Case Study: Working with fund data.
Catalyst funds VCA sheet F8, F9, F10.
"""
# Import libraries
import pandas as pd
import numpy as np
# Read data into DataFrames for each fund and encode for non-English language reviews
fund8 = pd.read_csv('fund8.csv', encoding='cp1252')
fund9 = pd.read_csv('fund9.csv', encoding='cp1252')
fund10 = pd.read_csv('fund10.csv', encoding='cp1252')
# We streamline the data by using consistent labels across funds
fund8 = fund8.filter(['id','Assessor', 'Impact / Alignment Note', 'Impact / Alignment Rating'], axis=1)
fund9 = fund9.filter(['id','Assessor', 'Impact / Alignment Note', 'Impact / Alignment Rating'], axis=1)
fund10 = fund10.filter(['id','Reviewer', 'Impact Note', 'Impact Rating'], axis=1)
fund8.rename(columns={'Assessor':'Reviewer', 'Impact / Alignment Note':'Impact Note', 'Impact / Alignment Rating':'Impact Rating'}, inplace=True)
fund9.rename(columns={'Assessor':'Reviewer', 'Impact / Alignment Note':'Impact Note', 'Impact / Alignment Rating':'Impact Rating'}, inplace=True)
fund8['Fund'] = 'Fund8'
fund9['Fund'] = 'Fund9'
fund10['Fund'] = 'Fund10'
# Display the column names again to check if it worked as expected
print(fund8.columns)
print(fund9.columns)
print(fund10.columns)
# Concatenate the DataFrames
funds_agg = pd.concat([fund8, fund9, fund10])
# Ensure 'Impact Note' is a string and 'Impact Rating' is numeric
funds_agg['Impact Note'] = funds_agg['Impact Note'].astype(str)
funds_agg['Impact Rating'] = pd.to_numeric(funds_agg['Impact Rating'], errors='coerce')
# Create a new column for the length of 'Impact Note'
funds_agg['lenComment'] = funds_agg['Impact Note'].apply(len)
# Check the aggregated DataFrame
print(funds_agg.head())
# Group by 'Fund' and calculate mean for 'Impact Rating' and 'Impact Note Length'
grouped_data = funds_agg.groupby('Fund')[['Impact Rating', 'lenComment']].mean()
# Display the results
print(grouped_data)
# Configure IPython to display plots inline
%matplotlib inline
# Import plotting packages
import matplotlib.pyplot as plt
import seaborn as sns
# Set the aesthetic style of the plots
sns.set()
# Create a pivot table with funds ordered
# Assuming 'Impact Rating' as columns, 'Fund' as index, and the values are the means of 'Impact Note Length'
pivot_table = funds_agg.pivot_table(values='lenComment', index='Fund', columns='Impact Rating', aggfunc=np.mean)

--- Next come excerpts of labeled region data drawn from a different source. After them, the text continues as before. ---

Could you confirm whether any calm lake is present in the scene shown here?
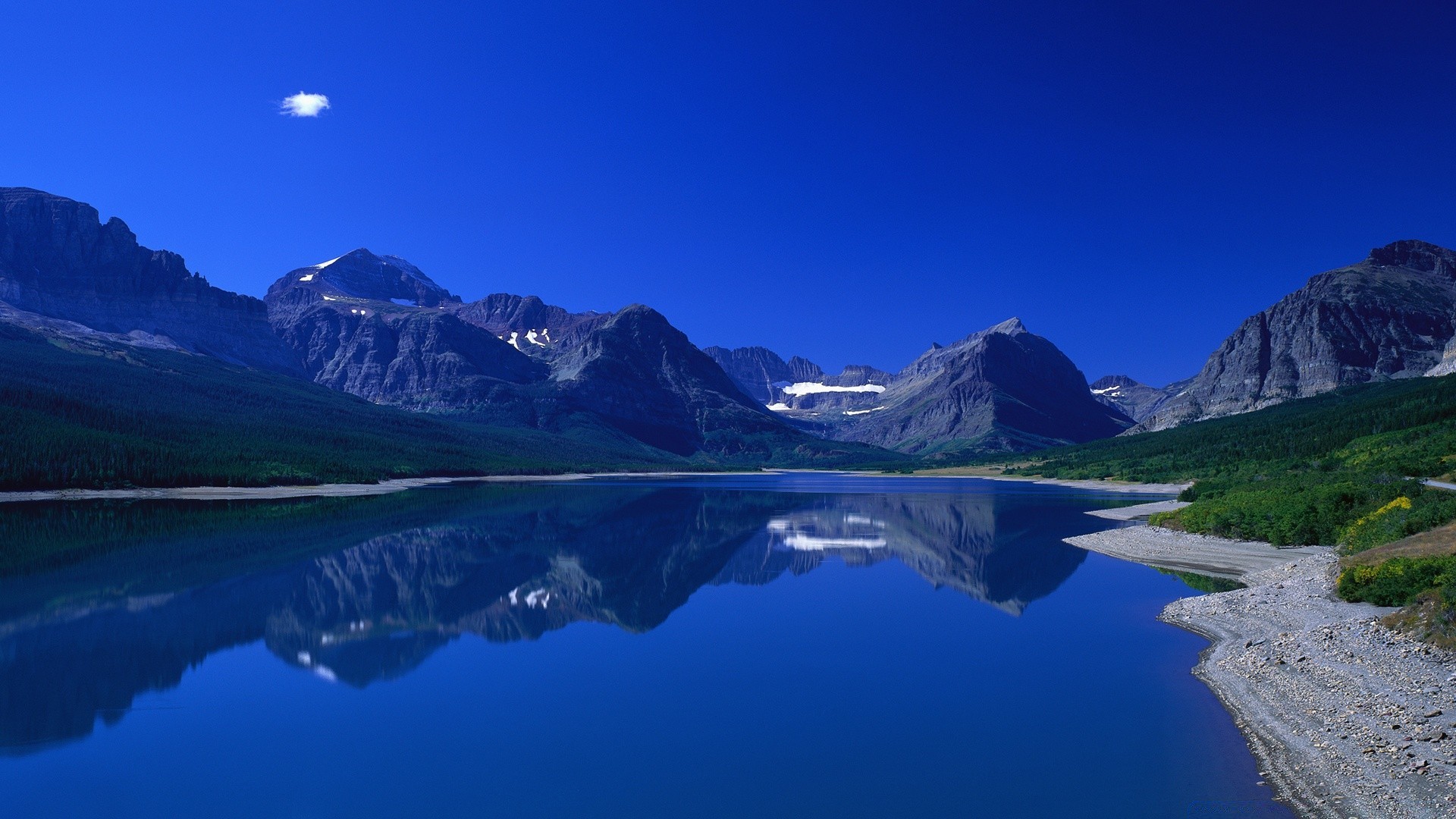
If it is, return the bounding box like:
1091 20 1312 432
0 475 1287 819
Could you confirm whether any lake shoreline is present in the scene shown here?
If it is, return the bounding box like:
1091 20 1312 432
0 469 1185 503
1067 526 1456 819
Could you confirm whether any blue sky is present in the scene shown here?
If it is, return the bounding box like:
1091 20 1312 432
0 0 1456 383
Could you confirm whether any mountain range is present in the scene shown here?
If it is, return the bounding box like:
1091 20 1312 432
0 188 1456 478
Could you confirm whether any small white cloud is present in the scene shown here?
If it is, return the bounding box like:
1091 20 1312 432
282 90 329 117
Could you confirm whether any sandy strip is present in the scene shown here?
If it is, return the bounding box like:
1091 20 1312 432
910 469 1192 495
1087 500 1191 520
1068 526 1456 819
1065 524 1328 580
1160 554 1456 819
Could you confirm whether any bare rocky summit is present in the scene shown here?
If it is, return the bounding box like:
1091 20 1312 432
1087 376 1188 421
266 249 802 456
834 319 1133 453
0 188 301 375
1138 239 1456 431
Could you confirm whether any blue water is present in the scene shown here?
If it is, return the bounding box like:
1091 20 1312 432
0 475 1287 819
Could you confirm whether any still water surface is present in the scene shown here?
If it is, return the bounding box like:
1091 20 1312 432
0 475 1287 819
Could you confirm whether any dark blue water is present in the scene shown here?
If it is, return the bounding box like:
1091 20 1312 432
0 475 1284 819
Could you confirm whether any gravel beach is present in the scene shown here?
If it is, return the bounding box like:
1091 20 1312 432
1068 526 1456 819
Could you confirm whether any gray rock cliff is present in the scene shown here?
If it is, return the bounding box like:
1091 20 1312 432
0 188 301 375
1138 239 1456 431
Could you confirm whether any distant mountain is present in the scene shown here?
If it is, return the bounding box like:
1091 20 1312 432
265 248 548 410
1138 240 1456 431
457 293 611 359
266 249 869 459
1089 376 1188 421
703 347 824 403
0 188 303 375
831 319 1133 455
704 319 1129 455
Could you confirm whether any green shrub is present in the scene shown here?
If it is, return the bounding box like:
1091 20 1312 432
1338 555 1456 606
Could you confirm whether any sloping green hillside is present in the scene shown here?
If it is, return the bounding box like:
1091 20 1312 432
0 325 902 490
0 326 682 490
1018 376 1456 551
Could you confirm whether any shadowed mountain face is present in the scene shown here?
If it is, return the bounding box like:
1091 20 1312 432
706 319 1133 455
0 188 301 375
703 347 826 403
1087 376 1188 421
833 319 1131 455
0 484 1095 754
1138 240 1456 431
268 249 802 456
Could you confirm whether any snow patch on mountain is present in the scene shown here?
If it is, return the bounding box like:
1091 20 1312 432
783 381 885 395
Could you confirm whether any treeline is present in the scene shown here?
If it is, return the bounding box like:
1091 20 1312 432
0 328 680 490
1018 376 1456 551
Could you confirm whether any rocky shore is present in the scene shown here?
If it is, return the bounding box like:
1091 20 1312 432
1072 526 1456 819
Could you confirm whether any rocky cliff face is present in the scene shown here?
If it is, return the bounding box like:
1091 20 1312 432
703 347 824 403
1089 376 1188 421
0 188 301 375
552 305 788 455
456 293 611 360
1138 240 1456 430
268 251 799 456
703 347 894 413
266 249 548 410
833 319 1131 453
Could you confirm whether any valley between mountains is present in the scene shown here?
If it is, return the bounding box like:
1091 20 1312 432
8 188 1456 488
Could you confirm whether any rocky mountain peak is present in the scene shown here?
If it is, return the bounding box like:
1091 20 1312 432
975 316 1029 335
1367 239 1456 275
0 188 300 375
268 248 460 307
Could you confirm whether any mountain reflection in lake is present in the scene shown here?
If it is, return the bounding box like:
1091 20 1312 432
0 476 1292 810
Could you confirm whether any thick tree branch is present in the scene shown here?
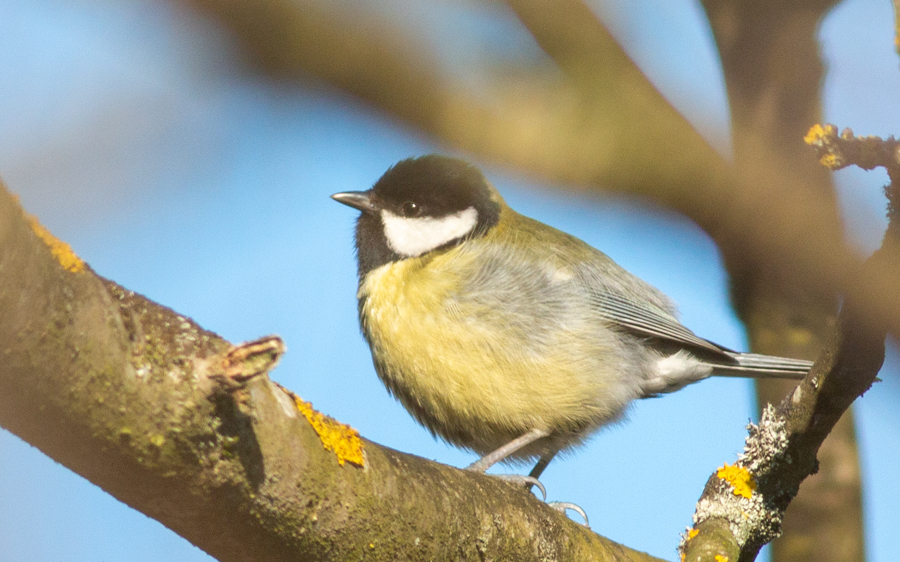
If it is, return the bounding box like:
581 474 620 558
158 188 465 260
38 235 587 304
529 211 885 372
682 126 900 562
0 182 664 561
703 0 864 562
174 0 900 350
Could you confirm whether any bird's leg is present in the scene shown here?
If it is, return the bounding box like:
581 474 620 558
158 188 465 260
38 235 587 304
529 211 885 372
466 429 552 501
466 429 550 472
528 451 559 478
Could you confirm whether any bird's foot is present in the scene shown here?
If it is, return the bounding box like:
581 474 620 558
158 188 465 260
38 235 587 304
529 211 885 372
547 502 591 529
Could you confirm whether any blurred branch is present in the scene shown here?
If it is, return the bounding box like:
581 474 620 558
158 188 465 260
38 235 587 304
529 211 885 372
703 0 864 562
0 185 653 562
183 0 900 346
681 122 900 562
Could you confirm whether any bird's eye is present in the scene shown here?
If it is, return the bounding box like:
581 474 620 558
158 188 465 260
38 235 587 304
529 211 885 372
400 201 422 218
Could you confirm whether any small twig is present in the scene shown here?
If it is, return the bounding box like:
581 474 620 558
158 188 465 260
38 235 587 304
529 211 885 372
211 336 287 392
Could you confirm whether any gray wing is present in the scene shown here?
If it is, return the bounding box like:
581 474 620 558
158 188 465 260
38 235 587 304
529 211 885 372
592 294 731 353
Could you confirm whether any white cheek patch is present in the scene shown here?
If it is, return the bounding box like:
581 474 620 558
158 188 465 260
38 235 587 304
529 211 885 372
381 207 478 258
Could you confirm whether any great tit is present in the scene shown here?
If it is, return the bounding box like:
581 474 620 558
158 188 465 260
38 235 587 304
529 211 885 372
332 155 812 478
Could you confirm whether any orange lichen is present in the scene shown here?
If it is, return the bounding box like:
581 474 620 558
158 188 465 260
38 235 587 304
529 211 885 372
25 213 84 273
716 464 756 498
803 123 827 146
288 392 365 466
688 529 700 540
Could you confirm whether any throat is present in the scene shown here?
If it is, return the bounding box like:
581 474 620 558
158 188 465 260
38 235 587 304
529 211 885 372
381 207 478 258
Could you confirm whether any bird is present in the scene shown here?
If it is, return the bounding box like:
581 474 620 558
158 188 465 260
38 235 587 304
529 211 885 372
332 154 812 482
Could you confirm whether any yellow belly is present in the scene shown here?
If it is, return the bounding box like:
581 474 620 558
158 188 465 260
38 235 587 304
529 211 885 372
359 251 621 452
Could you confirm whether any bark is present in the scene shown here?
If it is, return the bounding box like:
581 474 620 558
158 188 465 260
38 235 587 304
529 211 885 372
0 180 653 561
704 0 865 562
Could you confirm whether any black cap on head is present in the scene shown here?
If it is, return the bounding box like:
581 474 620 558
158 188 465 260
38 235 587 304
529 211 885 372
372 154 499 217
346 154 500 279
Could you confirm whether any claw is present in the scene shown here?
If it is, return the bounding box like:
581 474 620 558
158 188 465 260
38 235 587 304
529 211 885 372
547 502 591 529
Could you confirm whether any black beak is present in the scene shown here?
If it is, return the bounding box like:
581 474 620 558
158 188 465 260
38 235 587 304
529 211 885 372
331 191 380 213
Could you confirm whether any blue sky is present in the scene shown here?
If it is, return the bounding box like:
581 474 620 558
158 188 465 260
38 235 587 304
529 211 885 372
0 0 900 562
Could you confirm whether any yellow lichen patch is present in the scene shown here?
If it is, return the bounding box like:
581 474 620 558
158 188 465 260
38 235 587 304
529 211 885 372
25 213 84 273
803 123 825 146
716 464 756 498
290 392 365 466
688 529 700 540
819 153 840 168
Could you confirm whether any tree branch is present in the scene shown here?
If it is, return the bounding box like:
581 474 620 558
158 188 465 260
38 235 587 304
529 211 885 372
681 125 900 562
0 182 664 561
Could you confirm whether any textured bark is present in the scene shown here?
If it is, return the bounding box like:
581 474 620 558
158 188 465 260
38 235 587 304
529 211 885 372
0 185 653 561
704 0 865 562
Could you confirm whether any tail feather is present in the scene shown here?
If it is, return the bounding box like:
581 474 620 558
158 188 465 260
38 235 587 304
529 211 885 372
712 352 813 380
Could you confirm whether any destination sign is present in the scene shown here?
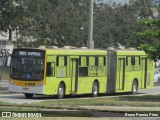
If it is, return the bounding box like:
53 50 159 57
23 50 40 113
15 51 43 57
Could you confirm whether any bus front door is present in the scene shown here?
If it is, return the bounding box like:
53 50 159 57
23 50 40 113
117 58 125 90
71 58 78 92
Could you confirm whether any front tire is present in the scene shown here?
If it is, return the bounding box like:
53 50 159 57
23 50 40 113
92 82 99 97
132 80 138 94
58 83 65 99
24 93 33 99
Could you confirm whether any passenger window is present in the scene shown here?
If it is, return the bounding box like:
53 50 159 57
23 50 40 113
95 57 99 66
79 57 87 66
135 57 140 65
57 56 67 67
46 62 53 76
89 57 95 66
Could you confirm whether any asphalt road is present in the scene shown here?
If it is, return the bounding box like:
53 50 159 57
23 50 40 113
0 86 160 104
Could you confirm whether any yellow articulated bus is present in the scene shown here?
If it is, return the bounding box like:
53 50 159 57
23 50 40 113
9 48 154 99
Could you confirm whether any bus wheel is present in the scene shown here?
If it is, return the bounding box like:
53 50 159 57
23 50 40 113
24 93 33 99
58 83 65 99
132 80 138 94
92 82 99 97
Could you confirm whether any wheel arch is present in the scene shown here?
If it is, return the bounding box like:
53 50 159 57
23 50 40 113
58 80 66 93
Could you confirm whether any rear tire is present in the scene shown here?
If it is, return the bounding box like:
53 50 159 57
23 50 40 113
24 93 33 99
92 82 99 97
57 83 65 99
132 80 138 94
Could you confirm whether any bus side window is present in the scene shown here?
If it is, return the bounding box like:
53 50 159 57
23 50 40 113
46 62 53 76
98 57 105 66
126 57 132 66
89 57 95 66
46 62 55 76
79 56 89 77
95 57 99 66
131 57 135 65
135 57 140 65
79 56 87 66
57 56 67 67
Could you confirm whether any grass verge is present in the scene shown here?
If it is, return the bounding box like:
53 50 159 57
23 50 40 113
20 95 160 108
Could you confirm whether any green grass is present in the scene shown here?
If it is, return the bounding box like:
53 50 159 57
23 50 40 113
23 95 160 108
0 106 94 117
0 67 9 80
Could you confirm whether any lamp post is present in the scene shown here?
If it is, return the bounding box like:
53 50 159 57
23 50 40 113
87 0 94 49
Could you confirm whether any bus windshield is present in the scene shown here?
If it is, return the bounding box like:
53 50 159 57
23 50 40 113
10 57 44 80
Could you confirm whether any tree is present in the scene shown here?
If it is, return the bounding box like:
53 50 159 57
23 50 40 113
0 0 24 41
16 0 88 47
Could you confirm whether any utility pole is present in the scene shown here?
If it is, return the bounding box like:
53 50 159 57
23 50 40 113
87 0 94 49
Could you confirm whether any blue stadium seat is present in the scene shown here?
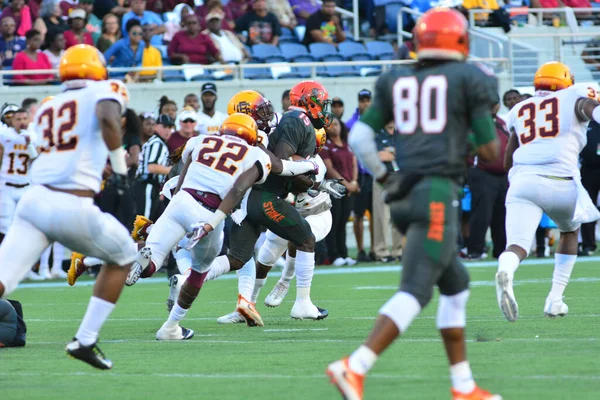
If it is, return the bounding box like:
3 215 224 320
308 43 344 61
252 44 285 62
367 40 394 60
338 41 371 61
279 43 315 62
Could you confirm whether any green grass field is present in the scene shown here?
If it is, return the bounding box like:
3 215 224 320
0 258 600 400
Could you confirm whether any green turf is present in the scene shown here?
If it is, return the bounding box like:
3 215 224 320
0 262 600 400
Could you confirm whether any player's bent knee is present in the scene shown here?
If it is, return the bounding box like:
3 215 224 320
379 291 422 333
436 290 470 329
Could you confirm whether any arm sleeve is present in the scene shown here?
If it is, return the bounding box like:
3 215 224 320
360 72 394 132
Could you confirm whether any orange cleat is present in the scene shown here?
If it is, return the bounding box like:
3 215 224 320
327 357 365 400
452 386 502 400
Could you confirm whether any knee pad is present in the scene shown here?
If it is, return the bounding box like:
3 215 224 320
379 292 422 333
436 290 469 329
257 237 287 267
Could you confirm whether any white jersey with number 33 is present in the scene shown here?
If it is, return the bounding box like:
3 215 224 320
181 135 271 199
507 84 599 177
31 80 129 193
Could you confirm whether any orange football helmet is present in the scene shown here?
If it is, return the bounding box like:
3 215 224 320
290 81 333 129
533 61 575 92
315 128 327 154
227 90 275 134
219 113 258 146
413 7 469 61
58 44 108 82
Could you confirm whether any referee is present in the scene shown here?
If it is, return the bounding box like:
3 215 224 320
133 114 175 221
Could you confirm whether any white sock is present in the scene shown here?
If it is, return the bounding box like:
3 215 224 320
281 253 296 283
548 253 577 300
498 251 521 279
250 278 267 303
204 256 231 282
75 297 115 346
165 303 188 328
450 361 475 394
348 345 378 375
238 258 256 301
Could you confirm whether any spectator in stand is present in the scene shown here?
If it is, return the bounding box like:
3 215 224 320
319 118 359 267
0 17 25 67
158 96 177 123
267 0 298 29
96 14 121 53
163 4 194 44
79 0 102 43
235 0 281 46
140 112 156 146
467 98 510 260
167 15 223 65
44 32 65 68
0 0 33 36
290 0 321 25
331 97 344 120
121 0 167 46
167 110 198 153
202 12 251 63
302 0 346 46
578 121 600 256
138 25 162 82
13 29 55 85
104 18 146 72
65 8 94 49
34 0 69 48
146 0 196 14
371 121 402 262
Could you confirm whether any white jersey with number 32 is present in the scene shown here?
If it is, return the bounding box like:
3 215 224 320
181 135 271 199
507 84 599 177
31 80 129 193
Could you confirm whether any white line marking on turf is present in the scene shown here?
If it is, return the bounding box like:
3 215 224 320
19 256 600 288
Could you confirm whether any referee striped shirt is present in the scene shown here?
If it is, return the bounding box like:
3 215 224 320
135 134 169 185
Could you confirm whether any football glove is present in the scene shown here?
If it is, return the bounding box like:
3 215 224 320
319 179 346 199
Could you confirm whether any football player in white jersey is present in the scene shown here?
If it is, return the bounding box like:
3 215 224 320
0 109 37 243
0 45 136 369
496 62 600 321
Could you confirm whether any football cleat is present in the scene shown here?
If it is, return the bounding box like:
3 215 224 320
452 386 502 400
131 215 153 242
235 294 265 326
156 322 194 340
265 279 290 307
326 357 365 400
217 311 246 324
67 251 87 286
290 300 329 321
496 271 519 322
544 298 569 318
167 274 185 312
65 338 112 369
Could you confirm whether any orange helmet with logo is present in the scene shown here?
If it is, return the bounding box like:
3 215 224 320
227 90 275 134
58 44 108 82
290 81 333 128
315 128 327 154
219 113 258 146
413 7 469 61
533 61 575 92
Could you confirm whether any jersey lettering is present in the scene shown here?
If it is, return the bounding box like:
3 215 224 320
393 75 448 135
196 136 248 175
38 101 79 152
517 97 560 144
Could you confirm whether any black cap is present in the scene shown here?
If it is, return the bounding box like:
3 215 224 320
358 89 373 100
331 97 344 107
156 114 175 126
200 82 217 95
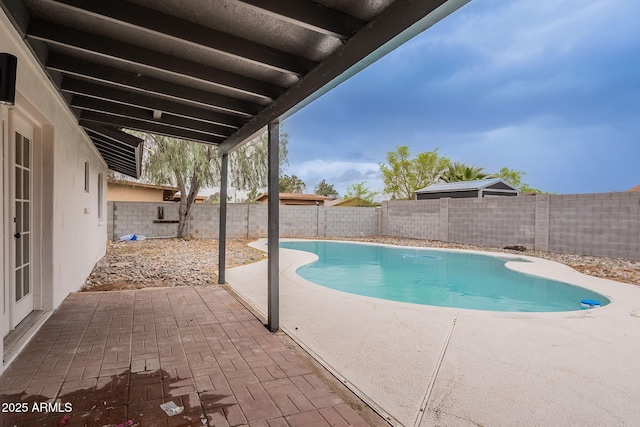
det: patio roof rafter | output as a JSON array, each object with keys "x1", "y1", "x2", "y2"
[
  {"x1": 71, "y1": 95, "x2": 233, "y2": 138},
  {"x1": 42, "y1": 0, "x2": 316, "y2": 75},
  {"x1": 60, "y1": 77, "x2": 244, "y2": 132},
  {"x1": 27, "y1": 19, "x2": 284, "y2": 100}
]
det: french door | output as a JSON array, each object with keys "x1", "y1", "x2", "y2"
[{"x1": 10, "y1": 120, "x2": 34, "y2": 327}]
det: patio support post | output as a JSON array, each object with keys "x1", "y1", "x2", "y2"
[
  {"x1": 218, "y1": 153, "x2": 229, "y2": 285},
  {"x1": 267, "y1": 120, "x2": 280, "y2": 332}
]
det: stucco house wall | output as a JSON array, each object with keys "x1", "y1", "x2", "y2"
[{"x1": 0, "y1": 13, "x2": 107, "y2": 372}]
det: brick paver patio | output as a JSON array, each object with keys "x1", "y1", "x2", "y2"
[{"x1": 0, "y1": 287, "x2": 366, "y2": 427}]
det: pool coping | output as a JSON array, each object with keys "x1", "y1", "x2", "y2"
[{"x1": 227, "y1": 239, "x2": 640, "y2": 425}]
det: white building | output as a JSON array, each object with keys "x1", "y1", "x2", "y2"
[{"x1": 0, "y1": 13, "x2": 107, "y2": 372}]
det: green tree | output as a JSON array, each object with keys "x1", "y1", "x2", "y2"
[
  {"x1": 280, "y1": 175, "x2": 307, "y2": 194},
  {"x1": 441, "y1": 162, "x2": 489, "y2": 182},
  {"x1": 345, "y1": 181, "x2": 379, "y2": 204},
  {"x1": 142, "y1": 132, "x2": 288, "y2": 238},
  {"x1": 380, "y1": 145, "x2": 450, "y2": 200},
  {"x1": 315, "y1": 179, "x2": 338, "y2": 197}
]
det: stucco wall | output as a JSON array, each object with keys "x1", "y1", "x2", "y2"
[{"x1": 0, "y1": 13, "x2": 107, "y2": 318}]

# Explicitly order the index for the funds
pivot_table = pivot_table.reindex(['Fund8', 'Fund9', 'Fund10'])
# Plotting the heatmap
plt.figure(figsize=(12, 8)) # Adjust size as needed
heatmap = sns.heatmap(pivot_table, annot=True, cmap='coolwarm', fmt=".1f", linewidths=.5)
# Customizing the plot with labels and a title
plt.title('Heatmap of Average Impact Note Length by Impact Rating and Fund')
plt.xlabel('Impact Rating')
plt.ylabel('Fund')
# Show the plot
plt.show()
And the values of the Groupby table are like this:
Fund | Rating | len Comment |
---|---|---|
Fund8 | 4.06018 | 811.357448 |
Fund9 | 4.25205 | 1035.888232 |
Fund10 | 4.00382 | 859.273920 |
- Add Feasibility Rank & Note, 3rd category (Auditability or Value for Money Rank & Note) to make our result more meaningful.
- Improve the heatmap by removing values from chart and adding granularity to the color formatting. Averaging the score across scores resulting in a floating number helps.
As you would expect in a decentralized ecosystem, data sources and data gathering efforts are not just to be found in one place. Lido Nation API and Explorer are a great community-funded independent resource, among others.